The key is to recognize them.

Jesus chooses.

We are chosen in our creation as instruments of GodÕs love. We are chosen in our baptism. We are chosen in our being present in a worshiping community. If we fail to see ourselves as being individually chosen we will never have the confidence to begin the mission -- to begin the journey.

Jesus sends.

We are sent by rising to the challenges of the Gospel. We are sent at our confirmation. We are sent by our God-given vocations. We are sent at the end of each Mass when we are asked to go in peace to love and serve the Lord. If we fail to see these sending moments in our lives we will lack direction and purpose.

Jesus instructs.

We are instructed by the Word of God through Sacred Scripture.

Usually the phrase -- To take something personally -- is heard as a negative thing. However, we should always strive to take the Word of God personally. It needs to constantly challenge and speak to us. It gives each one of us a blueprint of how we are to personally contribute to the building of the Kingdom; for the kingdom of God is at hand here and now for us as it was for the disciples. We are not all chosen to be married men. We are not all chosen to be priests. We are not all chosen to be married women. We are not all chosen to be religious sisters. We are not all chosen to be single. However, we are chosen as builders of the same kingdom in our own lifetimes.

Jesus warns.

We too face our own wolves in our own lives. Although these wolves vary in size and number it seems that they are present in all of our lives. The pastures of Eden are gone. It is simply a reality of life -- and how one faces that reality makes all the difference.

We may feel defeated before we start the confrontation -- the showdown. The wolves are too big, too fierce, and too many in number. Perhaps we have constructed a hierarchy of power or of threats in our lives that has put us so close to the bottom that we feel helpless and hopeless.

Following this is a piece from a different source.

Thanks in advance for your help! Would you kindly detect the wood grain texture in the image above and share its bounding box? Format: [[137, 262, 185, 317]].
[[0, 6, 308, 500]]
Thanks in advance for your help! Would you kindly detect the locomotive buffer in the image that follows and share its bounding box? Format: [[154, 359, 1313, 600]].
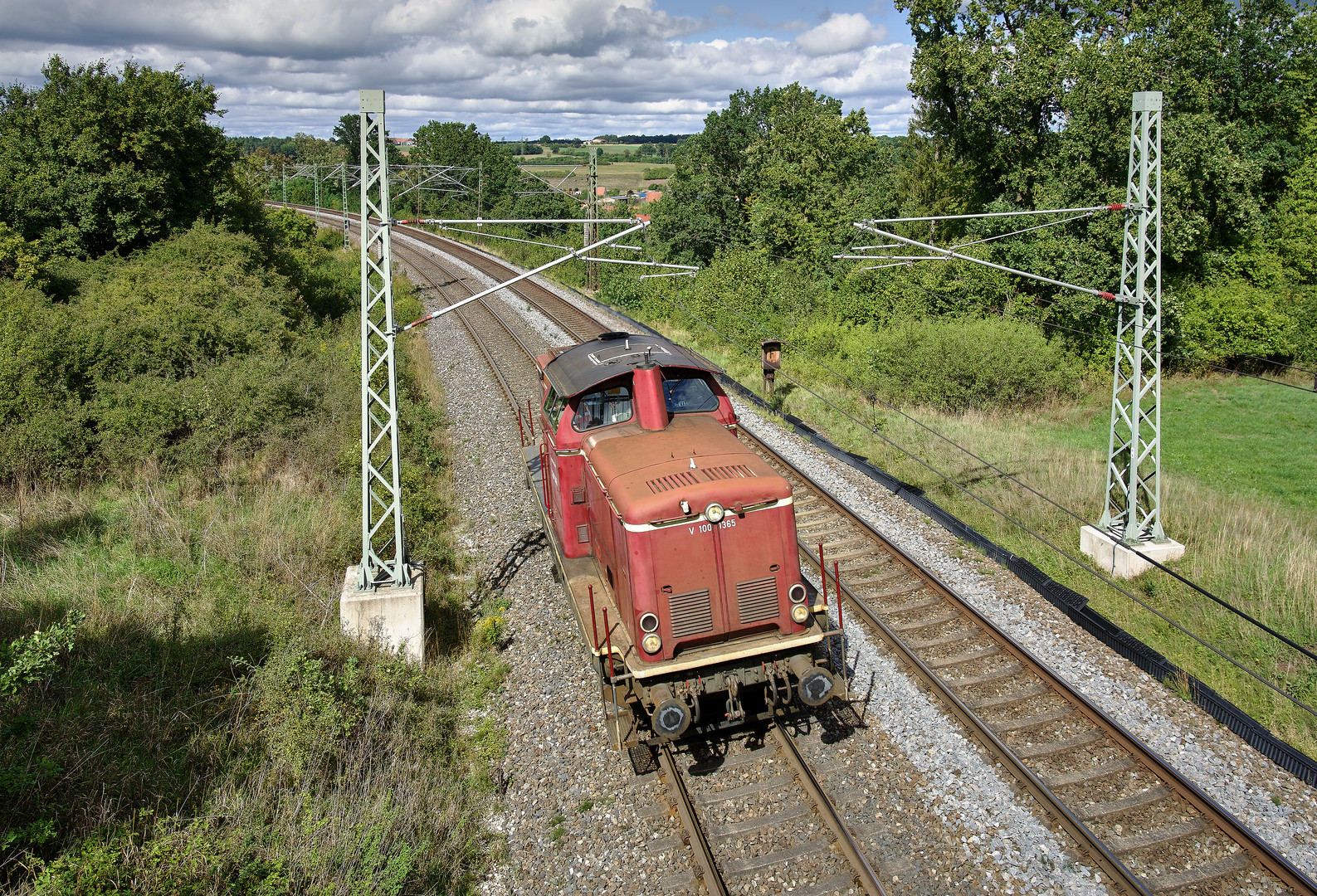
[[525, 333, 837, 750]]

The culture in the time of Jesus had a particular hierarchy. It began with God -- or the Gods. Below this were the sons of God or archangels. Below this were the non-human beings -- angels, spirits, and demons. Below this were humans. Below this were the animals that humans had power over -- for example sheep and donkeys.

However, this hierarchy is turned upside down in the Gospel today for nothing is impossible with God. This is why the disciples are filled with such awe when they proclaim -- Lord, even the demons are subject to us because of your name!

Do we feel and believe that the hierarchy of threats that we have constructed in our own lives can be turned upside down too? Is the hierarchy even realistic? Have we defeated ourselves before even spotting a wolf? Do we feel that in the name of Jesus we can face and overcome any wolves -- any demons?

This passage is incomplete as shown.